Theatre review: Mousetrap brings whodunnit to city

PUBLISHED: 08:52 26 October 2015

The Mousetrap

The Mousetrap


Agatha Christie’s play The Mousetrap is world-famous for being the longest-running show in British theatre. To celebrate 60 years, the play is touring the UK and has just finished a week-long run in the Alban Arena.

Set in a country house in the 40s, newlyweds Mollie and Giles Ralston welcome their first guests to the house Mollie inherited from her aunt. The snow is falling heavily and as each guest arrives it becomes clear that they are trapped there together until it thaws. The radio news tells of a murder in London, building the claustrophobic atmosphere.

Continuing the link from the London production to the tour, the voice of the radio newsreader is original cast member Deryck Guyler, and it takes the audience straight back to the era of the original play.

The stage set is the best I have seen in our local theatres, with snow falling outside the stained glass windows and the lighting reflecting the gloomy atmosphere.

Christie based her play on a true story of a child who died while in foster care with a farmer and his wife. Although there are moments of humour from John Gould’s Christopher Wren and Jonathan Sidgwick’s Mr Paravicini, it is a dark story, with potential motives flying around.

The whole cast is West End quality, with polished, calm perfomances from each of the eight-strong cast, grounded by Esther McAuley’s Mollie Ralston.

When the murder took place on the blacked out stage, there was an audible intake of breath in the theatre; the play still has the power to grip the audience, even after so many years of film and television thrillers.
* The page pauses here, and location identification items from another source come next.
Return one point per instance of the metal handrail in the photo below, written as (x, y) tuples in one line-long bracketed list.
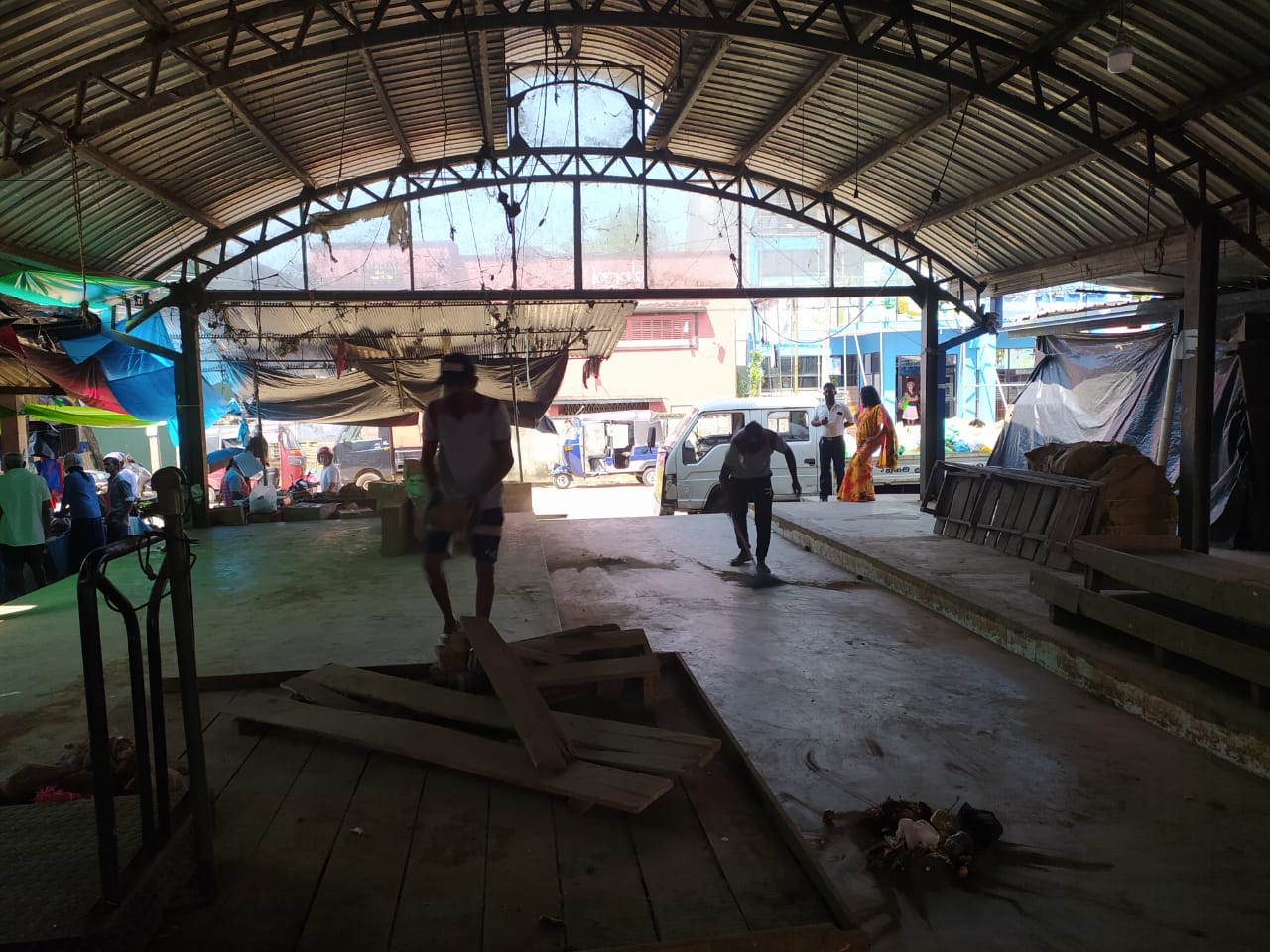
[(172, 579)]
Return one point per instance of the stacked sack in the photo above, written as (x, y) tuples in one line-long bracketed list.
[(1137, 498)]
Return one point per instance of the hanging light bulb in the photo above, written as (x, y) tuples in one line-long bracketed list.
[(1120, 56), (1119, 59)]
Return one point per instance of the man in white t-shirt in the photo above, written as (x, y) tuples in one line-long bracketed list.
[(747, 476), (329, 480), (466, 453), (24, 517), (834, 416)]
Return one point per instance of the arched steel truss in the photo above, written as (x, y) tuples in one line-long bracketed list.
[(1030, 85), (630, 167)]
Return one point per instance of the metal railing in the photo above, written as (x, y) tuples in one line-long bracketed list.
[(171, 580)]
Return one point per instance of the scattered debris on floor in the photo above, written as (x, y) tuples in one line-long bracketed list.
[(907, 832), (512, 735), (70, 777)]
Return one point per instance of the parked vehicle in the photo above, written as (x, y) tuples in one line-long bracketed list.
[(620, 443), (286, 461), (689, 463), (368, 454)]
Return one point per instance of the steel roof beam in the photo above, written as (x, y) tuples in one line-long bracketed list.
[(1189, 111), (158, 19), (1078, 24), (381, 91), (714, 56), (1052, 96)]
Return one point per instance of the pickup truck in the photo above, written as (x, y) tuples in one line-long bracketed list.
[(368, 454)]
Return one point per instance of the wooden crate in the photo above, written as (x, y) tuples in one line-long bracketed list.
[(1033, 516)]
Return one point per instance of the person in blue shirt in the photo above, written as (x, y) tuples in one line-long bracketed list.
[(79, 493), (234, 486)]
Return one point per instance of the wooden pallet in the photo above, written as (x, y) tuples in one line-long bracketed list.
[(1209, 610), (1033, 516)]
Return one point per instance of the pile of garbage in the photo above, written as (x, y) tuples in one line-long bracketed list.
[(70, 777), (911, 832)]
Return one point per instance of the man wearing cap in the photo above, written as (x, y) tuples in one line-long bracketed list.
[(466, 453), (24, 516), (747, 475), (79, 493), (121, 494), (329, 479)]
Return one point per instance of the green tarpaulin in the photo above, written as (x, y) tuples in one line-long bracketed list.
[(76, 416)]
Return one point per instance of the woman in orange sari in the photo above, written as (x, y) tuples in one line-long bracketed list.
[(874, 431)]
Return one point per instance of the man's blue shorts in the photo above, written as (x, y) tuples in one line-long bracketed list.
[(485, 536)]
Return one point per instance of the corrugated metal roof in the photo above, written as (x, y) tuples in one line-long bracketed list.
[(194, 113), (413, 330)]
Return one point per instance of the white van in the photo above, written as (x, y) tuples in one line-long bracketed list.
[(689, 465)]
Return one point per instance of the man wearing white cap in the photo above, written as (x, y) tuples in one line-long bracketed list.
[(466, 453), (79, 493), (24, 518)]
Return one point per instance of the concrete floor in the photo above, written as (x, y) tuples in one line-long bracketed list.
[(1118, 835)]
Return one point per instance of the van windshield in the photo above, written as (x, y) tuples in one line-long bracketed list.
[(680, 426)]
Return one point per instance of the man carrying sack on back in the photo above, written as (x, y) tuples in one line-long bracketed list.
[(466, 453)]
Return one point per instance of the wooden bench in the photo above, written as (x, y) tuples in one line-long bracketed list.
[(1209, 610)]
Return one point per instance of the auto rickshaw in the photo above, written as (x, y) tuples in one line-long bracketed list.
[(619, 443)]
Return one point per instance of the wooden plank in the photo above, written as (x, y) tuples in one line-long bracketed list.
[(530, 714), (592, 671), (592, 733), (1038, 525), (522, 883), (244, 811), (308, 689), (607, 785), (1207, 648), (1023, 518), (686, 887), (579, 644), (271, 897), (601, 884), (258, 680), (1133, 543), (1206, 581), (810, 938), (443, 892), (356, 901), (770, 887)]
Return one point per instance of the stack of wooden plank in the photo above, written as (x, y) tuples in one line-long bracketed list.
[(1032, 516), (1210, 610), (589, 761)]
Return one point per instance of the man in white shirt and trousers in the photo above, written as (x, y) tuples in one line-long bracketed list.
[(834, 416)]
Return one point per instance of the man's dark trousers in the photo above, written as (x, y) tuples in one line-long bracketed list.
[(833, 454), (740, 494)]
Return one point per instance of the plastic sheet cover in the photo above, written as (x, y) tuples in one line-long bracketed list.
[(393, 393), (1111, 388)]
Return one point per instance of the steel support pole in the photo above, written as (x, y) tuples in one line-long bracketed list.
[(933, 389), (190, 430), (1199, 349)]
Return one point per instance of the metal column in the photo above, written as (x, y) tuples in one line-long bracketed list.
[(933, 388), (190, 430), (1199, 349)]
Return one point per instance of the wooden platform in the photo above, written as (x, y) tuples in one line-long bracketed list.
[(325, 847)]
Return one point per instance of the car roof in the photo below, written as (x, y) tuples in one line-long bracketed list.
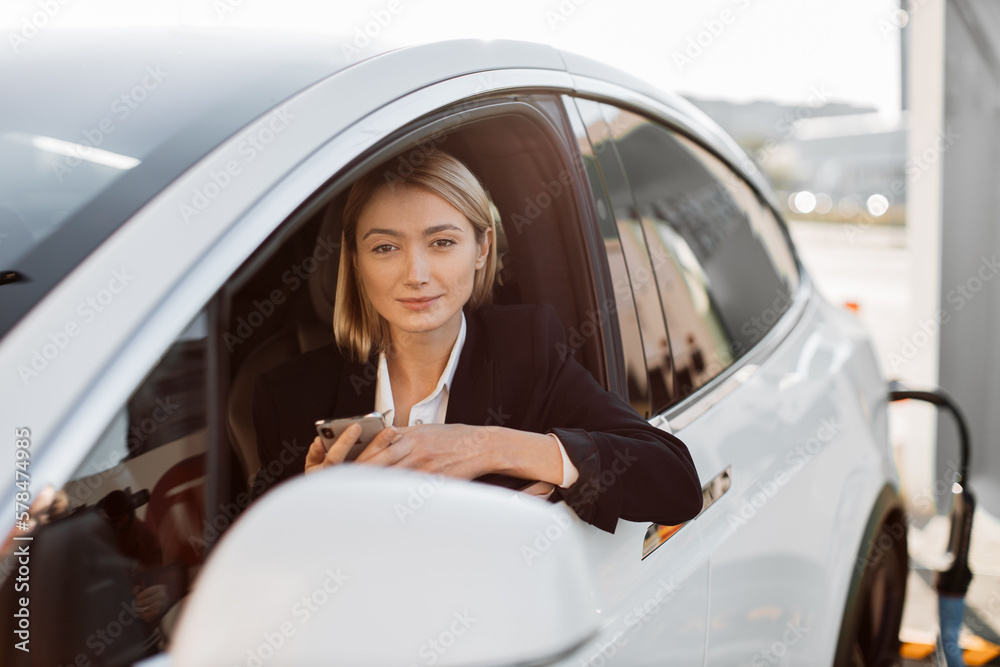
[(210, 84)]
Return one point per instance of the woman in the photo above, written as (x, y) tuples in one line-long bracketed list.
[(467, 389)]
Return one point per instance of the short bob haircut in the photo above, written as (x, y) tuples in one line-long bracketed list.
[(357, 327)]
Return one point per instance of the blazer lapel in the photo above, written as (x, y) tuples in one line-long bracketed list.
[(356, 388), (471, 393)]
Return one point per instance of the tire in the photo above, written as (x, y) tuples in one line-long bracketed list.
[(878, 610)]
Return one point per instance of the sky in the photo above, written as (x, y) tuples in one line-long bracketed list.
[(779, 50)]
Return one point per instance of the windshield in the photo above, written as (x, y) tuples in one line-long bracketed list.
[(102, 120)]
During the interval, like everyone else in the theatre, the family and I said who we thought had ‘dunnit’, and we each had a different theory.

The second half whizzes through, with eerie piano playing of Three Blind Mice, the phone line going down, and more revelations. It is a very entertaining play and when the big reveal came, we were, of course, all wrong.

After the applause has died down a cast member, as after every performance of The Mousetrap, steps forward to remind the audience to keep the identity of the murderer a secret.